Os deuses das pequenas coisas

A avaliação e reconhecimento das crianças feitos só nas alturas de avaliação, tanto na escola como no desporto, são muito reducionistas.

É o derby do ano entre os dois clubes que disputam o 1.º lugar da tabela. Um jogo muito esperado e renhido que leva pais e filhos a entrarem ansiosos no pavilhão. A pressão é muita e o desfecho já conhecemos: ou empatam ou para uma equipa ganhar a outra vai ter de perder, e com ela um conjunto de bons atletas vai sentir-se arrasado.

Durante o jogo cada movimento é acompanhado por gritos de entusiasmo ou desespero, cânticos, palmas, alguns insultos ao árbitro, assobios e muito sofrimento. Como se tudo dependesse daquele momento e do desempenho que cada um dos jogadores tivesse em campo. Ou seja, menos de uma hora para mostrarem o que valem.

Enquanto assistia àquela tensão, pensava no que ela significaria para todas as crianças envolvidas. E também para os pais. Mal comparado, lembrei-me dos animais no circo, dos instantes que têm para mostrar as suas habilidades. E também dos testes na escola em que se decide tanto em poucos minutos.
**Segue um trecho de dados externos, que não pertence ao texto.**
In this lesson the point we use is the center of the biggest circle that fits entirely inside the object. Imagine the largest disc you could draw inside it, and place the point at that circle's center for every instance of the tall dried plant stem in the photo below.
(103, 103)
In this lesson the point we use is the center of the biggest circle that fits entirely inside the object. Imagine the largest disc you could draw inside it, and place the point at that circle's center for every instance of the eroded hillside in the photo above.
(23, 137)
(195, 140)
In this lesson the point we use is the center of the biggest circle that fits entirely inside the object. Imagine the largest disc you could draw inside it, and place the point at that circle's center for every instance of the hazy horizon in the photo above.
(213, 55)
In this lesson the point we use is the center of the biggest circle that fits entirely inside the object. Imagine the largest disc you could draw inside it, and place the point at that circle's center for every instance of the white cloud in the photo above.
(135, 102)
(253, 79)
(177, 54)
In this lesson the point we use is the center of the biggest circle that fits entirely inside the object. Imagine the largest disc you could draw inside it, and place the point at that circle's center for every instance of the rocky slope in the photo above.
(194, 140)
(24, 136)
A avaliação ‘de desempenho’ das crianças é feita maioritariamente por surtos: os testes, os golos, os saraus… Como se esses momentos as definissem, como se fossem melhores ou piores em todos os aspetos por marcarem mais ou menos golos, por terem melhores ou piores notas.
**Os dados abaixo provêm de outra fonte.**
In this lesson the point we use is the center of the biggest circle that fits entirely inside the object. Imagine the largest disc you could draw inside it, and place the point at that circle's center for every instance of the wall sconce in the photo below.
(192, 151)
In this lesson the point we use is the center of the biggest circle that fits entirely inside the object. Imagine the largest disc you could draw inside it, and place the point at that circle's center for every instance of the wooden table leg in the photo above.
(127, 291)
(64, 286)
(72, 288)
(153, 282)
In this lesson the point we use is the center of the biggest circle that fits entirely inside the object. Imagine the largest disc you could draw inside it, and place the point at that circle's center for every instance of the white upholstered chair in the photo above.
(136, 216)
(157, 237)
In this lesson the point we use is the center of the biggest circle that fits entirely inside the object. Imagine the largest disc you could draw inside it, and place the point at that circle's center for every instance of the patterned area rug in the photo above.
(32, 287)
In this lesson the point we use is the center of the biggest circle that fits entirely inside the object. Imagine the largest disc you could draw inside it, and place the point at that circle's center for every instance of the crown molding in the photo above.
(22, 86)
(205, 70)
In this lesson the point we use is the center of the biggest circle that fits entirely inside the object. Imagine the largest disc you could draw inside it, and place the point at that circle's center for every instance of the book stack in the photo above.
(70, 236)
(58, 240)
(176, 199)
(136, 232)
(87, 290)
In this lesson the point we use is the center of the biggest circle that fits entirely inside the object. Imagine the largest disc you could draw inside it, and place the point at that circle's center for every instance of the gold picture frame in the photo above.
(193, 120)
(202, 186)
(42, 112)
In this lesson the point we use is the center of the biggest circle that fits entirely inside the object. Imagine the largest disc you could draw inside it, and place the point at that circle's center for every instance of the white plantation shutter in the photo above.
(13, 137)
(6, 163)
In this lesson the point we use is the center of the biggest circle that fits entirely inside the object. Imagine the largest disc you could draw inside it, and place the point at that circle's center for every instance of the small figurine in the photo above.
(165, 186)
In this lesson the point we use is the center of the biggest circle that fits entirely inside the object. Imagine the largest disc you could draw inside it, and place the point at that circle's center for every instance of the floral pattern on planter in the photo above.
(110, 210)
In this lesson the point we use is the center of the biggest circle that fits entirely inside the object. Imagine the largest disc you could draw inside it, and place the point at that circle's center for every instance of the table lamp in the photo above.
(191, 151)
É sobretudo acerca dessa avaliação quantitativa – que, ainda para mais, pode ser influenciada por múltiplos fatores – que as crianças recebem um retorno positivo ou negativo. Se tiver cinco num teste, provavelmente será felicitada. Se marcar três golos fazem-lhe uma festa. E se tiver 3? E se não marcar golos? Quando vai ser felicitada? Quando é que lhe vão dizer ou mostrar que é ótima, que tem imensas qualidades, que é fora de série, que é única? Será que uma criança com cinco a tudo na escola é melhor ou merece um reconhecimento especial?

O esforço, a forma de ser e de estar das crianças devem ser reconhecidos no dia-a-dia. Elas devem ser elogiadas não só pelos resultados das provas, mas por aquilo que são. Pelas suas qualidades, pelos esforços. Pela ajuda que prestam aos outros, pela simpatia, gentileza e educação, pelo empenho, pelo sentido de justiça, pela bondade, pelo bom comportamento, pelo sentido de responsabilidade. Pelas suas características únicas. Pelo que são todos os dias, por aquilo por que se esforçam, pelas pequenas conquistas, pelos sonhos, pelos tesouros de cada um.

A avaliação e reconhecimento feitos só nas alturas de avaliação, tanto na escola como no desporto, são muito reducionistas para o universo quase infinito de qualidades incríveis e características únicas de uma criança sempre em mudança e desenvolvimento.

Não se deve estar constantemente a elogiar ‘por tudo e por nada’, o que acaba por desvalorizar os verdadeiros esforços, mas a criança deve ser encorajada, olhada e acompanhada em todas as áreas, nas suas conquistas e empenho.

Só assim é possível crescer com segurança, determinação e confiança, sentir-se bem e valorizada e ser capaz de marcar os tais três ou mais golos e ser uma verdadeira  campeã – no futebol ou, o mais importante, na vida.